Ale nie zamierza się przemęczać. Do organizacji świąt podchodzi ze zdrowym rozsądkiem:
– Nie jestem zwolenniczką świąt, które przygotowuje, nie śpiąc po nocach, jedna kobieta i gdy już bogato zastawi stół, nie ma siły na nic innego. U mnie w rodzinie jest dużo kobiet, więc na pewno będę miała dużo pomocy – mówi.
Jeśli chodzi o potrawy, które Katarzyna przygotuje sama, to będzie to najprawdopodobniej pieczony łosoś.

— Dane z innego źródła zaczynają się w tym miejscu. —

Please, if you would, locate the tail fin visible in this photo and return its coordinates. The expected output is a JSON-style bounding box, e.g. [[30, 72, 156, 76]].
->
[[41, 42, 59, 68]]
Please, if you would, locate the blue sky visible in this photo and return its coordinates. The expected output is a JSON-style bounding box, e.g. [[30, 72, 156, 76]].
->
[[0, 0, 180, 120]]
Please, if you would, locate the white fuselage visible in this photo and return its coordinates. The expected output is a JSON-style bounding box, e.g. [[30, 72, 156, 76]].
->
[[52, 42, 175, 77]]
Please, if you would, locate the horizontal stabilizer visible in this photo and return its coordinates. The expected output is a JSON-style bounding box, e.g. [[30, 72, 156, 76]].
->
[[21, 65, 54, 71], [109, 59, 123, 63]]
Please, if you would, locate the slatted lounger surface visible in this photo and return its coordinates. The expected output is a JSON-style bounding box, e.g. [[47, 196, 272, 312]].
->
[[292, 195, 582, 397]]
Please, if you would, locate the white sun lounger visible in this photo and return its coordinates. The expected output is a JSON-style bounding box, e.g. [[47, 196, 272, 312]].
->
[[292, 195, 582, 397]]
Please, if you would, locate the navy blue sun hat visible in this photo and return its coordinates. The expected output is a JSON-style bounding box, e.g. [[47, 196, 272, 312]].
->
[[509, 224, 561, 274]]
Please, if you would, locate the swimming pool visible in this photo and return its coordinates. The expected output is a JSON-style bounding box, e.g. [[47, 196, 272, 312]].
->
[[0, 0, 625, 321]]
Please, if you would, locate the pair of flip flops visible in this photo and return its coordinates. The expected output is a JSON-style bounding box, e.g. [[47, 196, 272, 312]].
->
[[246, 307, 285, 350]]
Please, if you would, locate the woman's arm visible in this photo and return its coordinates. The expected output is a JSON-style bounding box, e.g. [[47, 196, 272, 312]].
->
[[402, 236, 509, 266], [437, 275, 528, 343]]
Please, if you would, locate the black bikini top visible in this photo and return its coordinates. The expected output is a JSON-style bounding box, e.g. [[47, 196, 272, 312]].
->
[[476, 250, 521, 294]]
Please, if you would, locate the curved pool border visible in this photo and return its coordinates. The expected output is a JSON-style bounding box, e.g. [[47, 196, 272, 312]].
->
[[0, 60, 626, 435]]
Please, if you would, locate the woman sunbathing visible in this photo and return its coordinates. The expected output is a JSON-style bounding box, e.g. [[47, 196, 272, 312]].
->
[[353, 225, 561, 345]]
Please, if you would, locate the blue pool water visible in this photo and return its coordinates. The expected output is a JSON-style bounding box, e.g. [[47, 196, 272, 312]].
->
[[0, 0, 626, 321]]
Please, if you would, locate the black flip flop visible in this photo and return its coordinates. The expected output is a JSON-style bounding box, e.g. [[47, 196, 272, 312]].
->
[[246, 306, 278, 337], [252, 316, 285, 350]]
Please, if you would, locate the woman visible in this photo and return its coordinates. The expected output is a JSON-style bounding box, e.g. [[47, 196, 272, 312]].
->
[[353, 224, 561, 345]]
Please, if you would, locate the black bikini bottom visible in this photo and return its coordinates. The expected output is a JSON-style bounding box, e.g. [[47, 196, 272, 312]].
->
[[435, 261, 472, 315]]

A żeby pyszności, które zjawią się nas stole rodziny Cichopków, nie weszły w uda i talię, Katarzyna ma plan sposób na spalenie kalorii:
– Na pewno Boże Narodzenie spędzimy aktywnie. Na przykład pójdziemy na bardzo długi rodzinny spacer. Gdy się zażywa ruchu, nie ma się zbyt wiele czasu na jedzenie. Ostatnio znajomych mojej mamy zabraliśmy z Marcinem na kręgle. Wszyscy świetnie się bawili, choć było mało jedzenia. Nie było potem tego nieprzyjemnego uczucia przejedzenia, jak po imprezach spędzonych przy suto zastawionym stole – mówi Kasia.